Lee Pitts: LeeBrad PittsPitt
I don’t know if you saw the article about head transplants in the Wall Street Journal but I was astonished to learn that a Chinese surgeon, Xiaoping Ren, has done over 1,000 such transplants with mice since 2013. That’s right, in delicate operations that last ten hours the head of one mouse is completely severed from its body and transplanted on to the body of another mouse. No joke! I am told that stupid and ugly Chinese mice are standing in line to be the next guinea pigs. Or, should I say lab rats?
The story, written by Shirley Wang, said that so far the longest any of the mice with new heads have lived is one day but at least one mouse was able to breathe, make basic movements and perform bodily functions. Heck, I know of Congresspersons who can’t do that.

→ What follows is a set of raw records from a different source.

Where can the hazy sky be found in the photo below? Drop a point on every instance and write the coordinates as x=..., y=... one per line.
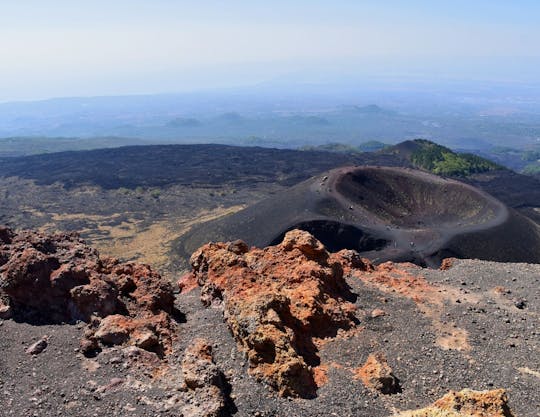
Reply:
x=51, y=48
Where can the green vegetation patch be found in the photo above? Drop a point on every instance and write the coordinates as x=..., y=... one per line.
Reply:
x=443, y=161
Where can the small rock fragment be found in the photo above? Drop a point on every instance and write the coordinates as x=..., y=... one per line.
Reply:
x=205, y=379
x=376, y=374
x=466, y=403
x=38, y=347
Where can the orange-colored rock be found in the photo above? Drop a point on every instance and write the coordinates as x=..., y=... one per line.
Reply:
x=376, y=374
x=466, y=403
x=276, y=301
x=58, y=278
x=447, y=263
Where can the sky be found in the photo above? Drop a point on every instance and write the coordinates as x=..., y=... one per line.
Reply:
x=59, y=48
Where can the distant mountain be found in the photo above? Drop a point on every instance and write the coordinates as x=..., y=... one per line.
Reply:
x=370, y=146
x=184, y=122
x=441, y=160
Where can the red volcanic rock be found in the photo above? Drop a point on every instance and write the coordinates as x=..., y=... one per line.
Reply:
x=447, y=263
x=466, y=403
x=58, y=278
x=276, y=302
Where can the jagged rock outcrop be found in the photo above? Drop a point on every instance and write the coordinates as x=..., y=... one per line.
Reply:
x=376, y=374
x=204, y=379
x=466, y=403
x=277, y=301
x=58, y=278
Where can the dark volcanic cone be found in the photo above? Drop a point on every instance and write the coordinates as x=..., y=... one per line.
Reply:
x=385, y=214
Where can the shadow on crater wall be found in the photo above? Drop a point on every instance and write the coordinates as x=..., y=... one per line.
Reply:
x=336, y=236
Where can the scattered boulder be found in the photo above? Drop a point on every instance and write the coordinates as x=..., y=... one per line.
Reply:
x=466, y=403
x=57, y=278
x=377, y=375
x=447, y=263
x=207, y=382
x=38, y=347
x=277, y=301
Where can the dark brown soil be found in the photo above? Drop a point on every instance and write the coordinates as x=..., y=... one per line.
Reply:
x=479, y=297
x=385, y=214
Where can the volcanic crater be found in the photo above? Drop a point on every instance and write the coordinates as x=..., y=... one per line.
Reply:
x=384, y=213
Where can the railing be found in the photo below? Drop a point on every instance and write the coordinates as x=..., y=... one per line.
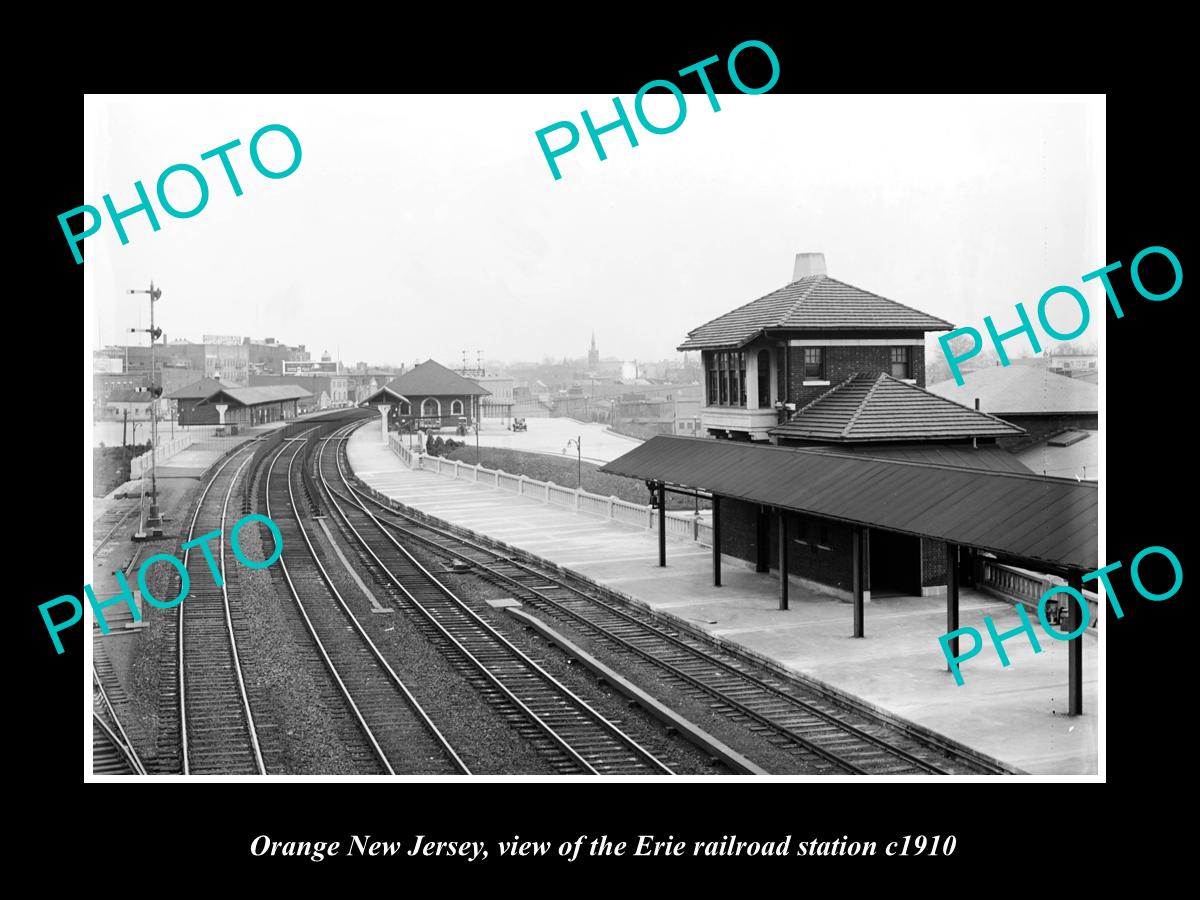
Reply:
x=1026, y=588
x=141, y=465
x=679, y=525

According to Wang’s article, in 1908 an American scientist, C.C. Guthrie, tried to put a second head on the body of a dog. The goal was to get the two headed animal to drink out of the newer head. This immediately raised social issues such as, if the animal drank too much whiskey out of its new mouth, does it get a headache in the new brain, the old brain, or both?

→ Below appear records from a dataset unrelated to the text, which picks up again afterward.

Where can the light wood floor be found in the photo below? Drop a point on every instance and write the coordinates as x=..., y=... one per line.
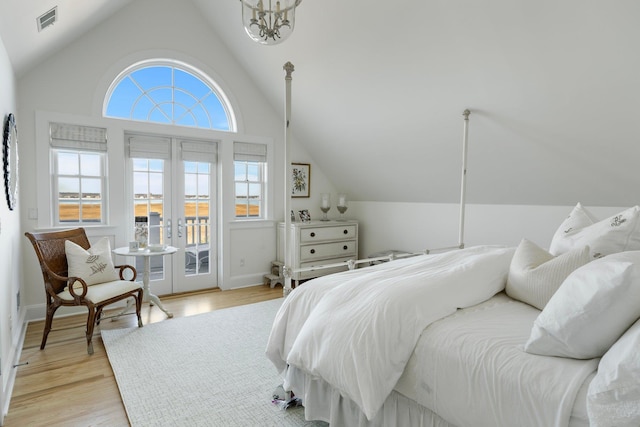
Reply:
x=63, y=386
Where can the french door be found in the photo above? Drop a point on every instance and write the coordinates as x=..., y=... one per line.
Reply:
x=173, y=182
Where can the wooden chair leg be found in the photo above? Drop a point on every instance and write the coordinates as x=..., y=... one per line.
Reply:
x=91, y=321
x=47, y=325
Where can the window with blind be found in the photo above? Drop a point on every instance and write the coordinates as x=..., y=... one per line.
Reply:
x=79, y=174
x=250, y=166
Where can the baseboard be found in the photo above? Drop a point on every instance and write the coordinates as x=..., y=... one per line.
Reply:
x=10, y=366
x=243, y=281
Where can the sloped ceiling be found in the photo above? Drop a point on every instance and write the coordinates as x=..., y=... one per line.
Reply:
x=379, y=89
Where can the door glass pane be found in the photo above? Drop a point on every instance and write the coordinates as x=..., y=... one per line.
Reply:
x=197, y=221
x=148, y=194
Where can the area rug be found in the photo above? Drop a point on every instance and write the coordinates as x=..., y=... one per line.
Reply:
x=204, y=370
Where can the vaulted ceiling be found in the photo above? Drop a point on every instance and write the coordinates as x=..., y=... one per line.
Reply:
x=380, y=87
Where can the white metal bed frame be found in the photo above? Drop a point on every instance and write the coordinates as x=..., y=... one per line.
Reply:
x=287, y=271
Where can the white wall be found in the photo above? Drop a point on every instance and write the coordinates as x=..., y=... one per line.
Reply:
x=418, y=226
x=72, y=85
x=10, y=255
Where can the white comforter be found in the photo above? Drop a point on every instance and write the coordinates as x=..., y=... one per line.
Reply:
x=357, y=329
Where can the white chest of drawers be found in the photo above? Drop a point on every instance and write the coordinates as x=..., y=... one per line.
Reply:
x=318, y=243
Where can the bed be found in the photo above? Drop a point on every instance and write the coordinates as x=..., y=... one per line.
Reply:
x=480, y=336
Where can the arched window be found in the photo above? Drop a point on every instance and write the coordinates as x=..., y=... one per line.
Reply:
x=169, y=92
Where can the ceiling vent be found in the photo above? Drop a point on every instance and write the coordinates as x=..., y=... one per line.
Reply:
x=47, y=19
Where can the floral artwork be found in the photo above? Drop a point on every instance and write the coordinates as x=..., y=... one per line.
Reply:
x=301, y=178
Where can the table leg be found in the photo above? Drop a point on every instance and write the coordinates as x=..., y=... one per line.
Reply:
x=147, y=295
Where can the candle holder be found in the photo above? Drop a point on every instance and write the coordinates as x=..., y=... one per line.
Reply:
x=325, y=205
x=342, y=205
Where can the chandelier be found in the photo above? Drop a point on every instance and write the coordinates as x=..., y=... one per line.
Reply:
x=269, y=21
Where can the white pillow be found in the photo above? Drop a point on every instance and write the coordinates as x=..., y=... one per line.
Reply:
x=535, y=275
x=590, y=310
x=93, y=266
x=613, y=398
x=615, y=234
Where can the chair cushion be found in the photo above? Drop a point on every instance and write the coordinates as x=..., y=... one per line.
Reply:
x=102, y=291
x=94, y=265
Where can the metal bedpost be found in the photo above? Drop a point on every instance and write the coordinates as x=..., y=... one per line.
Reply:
x=288, y=68
x=463, y=184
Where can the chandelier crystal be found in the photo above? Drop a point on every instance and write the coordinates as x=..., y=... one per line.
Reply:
x=269, y=21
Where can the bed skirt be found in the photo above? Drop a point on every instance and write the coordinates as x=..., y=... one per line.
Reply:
x=324, y=403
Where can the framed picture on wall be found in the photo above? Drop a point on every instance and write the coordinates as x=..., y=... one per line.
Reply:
x=304, y=215
x=300, y=179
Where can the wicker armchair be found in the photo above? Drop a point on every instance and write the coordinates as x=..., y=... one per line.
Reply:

In the 1950s Chinese and Russian scientists did similar transplants on dogs and an American doctor attempted a monkey head transplant in the 1970s. I believe the creature that resulted is now a high ranking official at the EPA.

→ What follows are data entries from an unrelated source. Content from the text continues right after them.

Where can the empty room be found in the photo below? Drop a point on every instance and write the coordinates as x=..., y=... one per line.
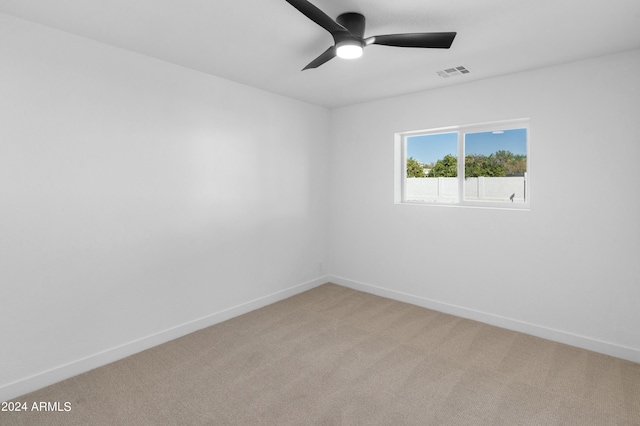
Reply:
x=327, y=212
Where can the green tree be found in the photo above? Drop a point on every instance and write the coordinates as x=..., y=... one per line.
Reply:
x=446, y=167
x=414, y=168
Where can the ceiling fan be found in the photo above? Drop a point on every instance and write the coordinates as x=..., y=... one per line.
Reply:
x=348, y=35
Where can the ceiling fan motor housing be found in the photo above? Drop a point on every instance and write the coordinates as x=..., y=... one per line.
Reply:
x=354, y=22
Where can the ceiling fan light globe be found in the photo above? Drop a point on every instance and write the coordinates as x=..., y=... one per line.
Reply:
x=349, y=50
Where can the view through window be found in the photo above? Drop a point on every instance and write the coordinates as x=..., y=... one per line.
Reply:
x=493, y=171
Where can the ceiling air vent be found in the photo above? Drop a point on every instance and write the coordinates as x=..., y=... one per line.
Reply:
x=452, y=72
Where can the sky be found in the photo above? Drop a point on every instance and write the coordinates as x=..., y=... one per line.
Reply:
x=433, y=147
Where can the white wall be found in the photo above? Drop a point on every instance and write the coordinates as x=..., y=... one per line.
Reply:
x=568, y=269
x=130, y=212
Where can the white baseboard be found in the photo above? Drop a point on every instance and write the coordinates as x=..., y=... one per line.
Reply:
x=595, y=345
x=62, y=372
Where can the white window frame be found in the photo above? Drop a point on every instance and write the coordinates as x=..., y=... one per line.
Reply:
x=400, y=164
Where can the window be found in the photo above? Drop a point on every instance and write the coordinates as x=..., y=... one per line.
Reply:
x=494, y=171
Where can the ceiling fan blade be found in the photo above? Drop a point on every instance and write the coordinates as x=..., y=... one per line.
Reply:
x=317, y=16
x=431, y=40
x=328, y=54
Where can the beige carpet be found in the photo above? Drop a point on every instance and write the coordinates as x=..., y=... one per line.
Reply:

Not to be outdone, an Italian neurosurgeon, Sergio Canavero, has said that he would do a human head transplant within the next two years and he already has a head donor. You can sign me up too. I want one, a new body that is. I like my brain but the rest of my body is deteriorating badly and I dream of the day I can perform basic ordinary functions like sleeping and eating. Now with head transplants I can keep my own head and put it on a fully-functioning body with muscles. Not that I look at other guy’s bodies or anything, but I would prefer Brad Pitt’s body because my new name could then be either LeeBrad PittsPitt or BradLee PittPitts. How cool would that be?
Dr. Ren, the head transplanter, was educated and worked in America but went back to China to do head transplants because he didn’t think Americans would approve. He’s probably right. Can you imagine how the PC police would react here in America? In China anyone who objected would be, in the words of Chinese communist officials, “Gone missing.”
As the author says, “This does raise profound implications for personal identity.” But it could also be a great thing for people like Bruce, excuse me, Caitlyn, Jenner. Instead of going through all this public hoopla he could have just swapped his head with the body of one of the Kardashian sisters and improved both people.
Of course, such experimentation does have implications for animal agriculture. In the not too distant future we could see the head of a pig put on a ewe, thereby creating the world’s smartest sheep. I’d also like to see race horse heads put on the bodies of steers which would sure make ropings far more interesting. And if you put the brain and head of a Border Collie on the body of a Dachshund, Shih Tzu, or any other purse dog, and then asked it to cut a cow the result would be hilarious. I know I’d sure pay money to see it.
I can think of all sorts of combinations but I suppose I should be more respectful about such things. After all, can you imagine the mental and physical trauma for the parties involved in a head transplant? Or at least for one of the donors anyway. The other probably won’t feel a thing.
In the final analysis all this business about head transplants sounds a little creepy and far too futuristic to me. I know guys who were devastated and depressed for years when their hair transplants didn’t work and I can’t begin to imagine how they’d handle going to sleep as a 300 pound nacho-guzzling, beer-drinking couch potato and waking up with ripped six pack abs, colorful tattoos, and a healthy liver.